In the last notebook, we saw that replication is excellent for scaling read requests, but it doesn't solve the **write bottleneck**—all `INSERT`, `UPDATE`, and `DELETE` operations must still go through a single Primary server.

When an application's write volume becomes too high for even the most powerful single server, we must turn to a more complex horizontal scaling technique: **Sharding**.

This notebook explains what sharding is, common strategies for implementing it, and the immense architectural challenges it presents.

--- 
## 1. What is Sharding?

**Sharding**, also known as **horizontal partitioning**, is the process of splitting a large database into many smaller, faster, more manageable parts called **shards**. Each shard is an independent database that runs on its own server and contains a unique subset of the total data.

Unlike replication (which copies all data to multiple servers), sharding splits the data up. No single server holds the complete dataset.

#### Analogy: The Gigantic Encyclopedia

You can't print a single book containing all human knowledge. Instead, you create an encyclopedia set. Volume A-C is one book (**Shard 1**), Volume D-F is another (**Shard 2**), and so on. To find information about "Dinosaurs", you don't search the whole library; you go directly to the "D-F" volume. A routing layer in front of the database acts as the encyclopedia's index, telling your application which shard to query.

### The Shard Key

The most critical decision in a sharded architecture is choosing the **shard key**. This is a column (or set of columns) in a table that the system uses to determine which shard a particular row belongs to.

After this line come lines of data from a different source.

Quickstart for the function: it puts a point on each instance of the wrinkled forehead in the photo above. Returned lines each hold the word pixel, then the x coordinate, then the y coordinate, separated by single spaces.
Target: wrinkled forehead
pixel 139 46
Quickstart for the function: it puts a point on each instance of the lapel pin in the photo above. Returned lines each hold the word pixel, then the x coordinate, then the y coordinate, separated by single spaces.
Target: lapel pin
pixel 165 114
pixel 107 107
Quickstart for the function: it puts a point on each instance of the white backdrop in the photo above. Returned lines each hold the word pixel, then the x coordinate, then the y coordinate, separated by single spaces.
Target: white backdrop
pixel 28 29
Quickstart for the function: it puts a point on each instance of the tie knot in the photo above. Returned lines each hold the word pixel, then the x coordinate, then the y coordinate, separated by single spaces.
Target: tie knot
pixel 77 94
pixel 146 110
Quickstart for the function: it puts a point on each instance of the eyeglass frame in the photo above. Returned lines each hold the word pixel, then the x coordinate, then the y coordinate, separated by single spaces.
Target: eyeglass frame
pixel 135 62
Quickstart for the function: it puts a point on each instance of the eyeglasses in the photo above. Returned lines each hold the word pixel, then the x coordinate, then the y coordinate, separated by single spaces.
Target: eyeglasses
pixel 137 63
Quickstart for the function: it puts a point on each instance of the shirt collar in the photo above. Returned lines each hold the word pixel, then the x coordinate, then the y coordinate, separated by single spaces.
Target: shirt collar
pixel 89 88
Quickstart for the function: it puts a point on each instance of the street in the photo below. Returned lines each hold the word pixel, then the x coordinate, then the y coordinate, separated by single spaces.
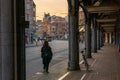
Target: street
pixel 34 61
pixel 33 56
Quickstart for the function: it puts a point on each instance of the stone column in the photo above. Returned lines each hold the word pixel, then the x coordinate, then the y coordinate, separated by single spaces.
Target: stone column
pixel 110 37
pixel 6 41
pixel 88 35
pixel 20 18
pixel 73 63
pixel 94 36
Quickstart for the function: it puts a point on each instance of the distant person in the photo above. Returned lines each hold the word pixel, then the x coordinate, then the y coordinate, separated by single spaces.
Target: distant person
pixel 85 59
pixel 46 54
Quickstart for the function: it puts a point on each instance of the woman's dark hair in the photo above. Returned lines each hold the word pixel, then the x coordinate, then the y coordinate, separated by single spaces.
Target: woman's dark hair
pixel 45 43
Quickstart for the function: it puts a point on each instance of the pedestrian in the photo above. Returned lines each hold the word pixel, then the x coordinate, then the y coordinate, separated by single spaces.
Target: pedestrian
pixel 84 59
pixel 46 54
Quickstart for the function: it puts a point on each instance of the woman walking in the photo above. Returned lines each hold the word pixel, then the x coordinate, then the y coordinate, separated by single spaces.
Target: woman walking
pixel 46 54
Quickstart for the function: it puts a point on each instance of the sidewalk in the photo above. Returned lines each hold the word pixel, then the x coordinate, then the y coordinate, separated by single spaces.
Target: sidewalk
pixel 105 65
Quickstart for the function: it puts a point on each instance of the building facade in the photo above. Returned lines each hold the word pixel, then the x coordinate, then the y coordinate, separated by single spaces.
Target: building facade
pixel 30 15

Common shard keys include `user_id`, `customer_id`, or `region`.

--- 
## 2. Common Sharding Strategies

How you use the shard key to distribute data determines the characteristics of your cluster.

### Range-Based Sharding
- **How it works**: Data is sharded based on a range of the shard key (e.g., User IDs 1-1,000,000 go to Shard A, 1,000,001-2,000,000 go to Shard B).
- **Pros**: Simple to implement and efficient for queries that scan ranges (e.g., "get all users who signed up in January").
- **Cons**: Can lead to **hotspots**. If one range is much more active (e.g., a new product launch causes a spike in new user IDs), that shard will be overloaded while others are idle.

### Hash-Based Sharding
- **How it works**: A hash function is applied to the shard key (e.g., `hash(user_id) % number_of_shards`). The result determines the shard.
- **Pros**: Distributes data very evenly across all shards, preventing hotspots.
- **Cons**: Makes range queries very difficult, as logically adjacent data (e.g., `user_id` 100 and 101) will likely be on different shards. To get a range, the application would have to query every single shard.

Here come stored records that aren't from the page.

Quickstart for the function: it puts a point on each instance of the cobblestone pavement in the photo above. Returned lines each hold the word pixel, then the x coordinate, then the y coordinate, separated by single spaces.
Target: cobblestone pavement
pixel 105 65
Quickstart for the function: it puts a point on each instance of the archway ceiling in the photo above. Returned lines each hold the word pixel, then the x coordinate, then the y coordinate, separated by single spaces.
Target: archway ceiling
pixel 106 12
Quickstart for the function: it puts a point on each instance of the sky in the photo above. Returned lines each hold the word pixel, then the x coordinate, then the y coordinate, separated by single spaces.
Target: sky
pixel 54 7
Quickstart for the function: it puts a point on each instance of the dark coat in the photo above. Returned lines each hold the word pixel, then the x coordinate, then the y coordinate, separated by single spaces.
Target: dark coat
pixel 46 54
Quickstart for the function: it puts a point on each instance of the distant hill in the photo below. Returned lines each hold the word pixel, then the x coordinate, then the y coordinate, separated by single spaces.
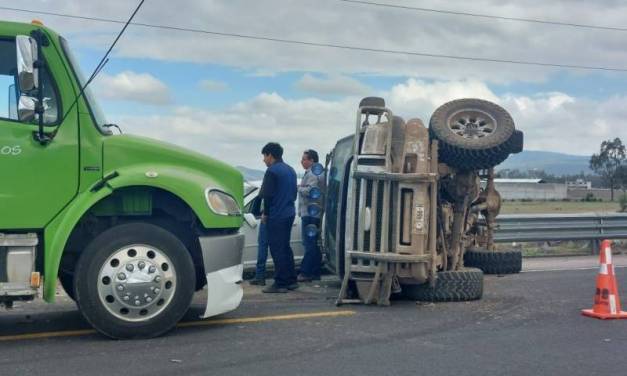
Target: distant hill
pixel 552 163
pixel 251 174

### Directory-Based Sharding
- **How it works**: A separate lookup table (a "directory") explicitly maps each shard key value to its shard location.
- **Pros**: Extremely flexible. You can move individual tenants or users between shards just by updating the lookup table.
- **Cons**: The lookup table itself can become a single point of failure and a performance bottleneck.

--- 
## 3. The Immense Challenges of Sharding

Sharding is incredibly powerful, but it introduces significant complexity. It is not a decision to be taken lightly.

#### Cross-Shard Joins
Performing a `JOIN` on data that lives on different shards is a distributed systems nightmare. It's extremely slow and complex because the database has to make network requests between shards to gather the data. This often forces teams to **denormalize** their data (i.e., store duplicate copies of information) to ensure that data that needs to be joined lives on the same shard.

#### Transactions and Consistency
Guaranteeing ACID transactions across multiple servers is very difficult. A simple `COMMIT` is no longer atomic. This requires complex protocols like **two-phase commits (2PC)**, which are slower and can leave the system in an inconsistent state if a server fails mid-transaction. Many sharded systems choose to relax their consistency guarantees for better performance and availability.

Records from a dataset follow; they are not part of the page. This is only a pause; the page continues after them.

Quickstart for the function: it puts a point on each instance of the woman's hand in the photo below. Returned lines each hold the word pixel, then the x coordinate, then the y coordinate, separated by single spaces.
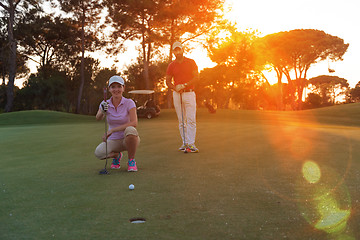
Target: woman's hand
pixel 108 134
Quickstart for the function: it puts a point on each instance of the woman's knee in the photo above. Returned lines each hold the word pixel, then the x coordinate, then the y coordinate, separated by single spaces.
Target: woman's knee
pixel 131 131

#### Rebalancing (Resharding)
What happens when you need to add a new shard to your cluster because you're growing? The process of moving potentially terabytes of data between live production servers without downtime is a massive and risky operational challenge.

#### Schema Changes
Applying a simple schema change (like adding a column) is no longer a single command. You now have to coordinate that change across dozens or hundreds of independent databases, which is a complex deployment task.

--- 
## Conclusion

Sharding is the ultimate solution for write scalability, allowing an application to handle a virtually infinite write load. However, it fundamentally changes the architecture from a simple, consistent database to a complex distributed system.

It is a measure of last resort, to be adopted only when the write load has outgrown the largest possible single primary server. Before sharding, it is almost always better to first exhaust other options, such as **caching**.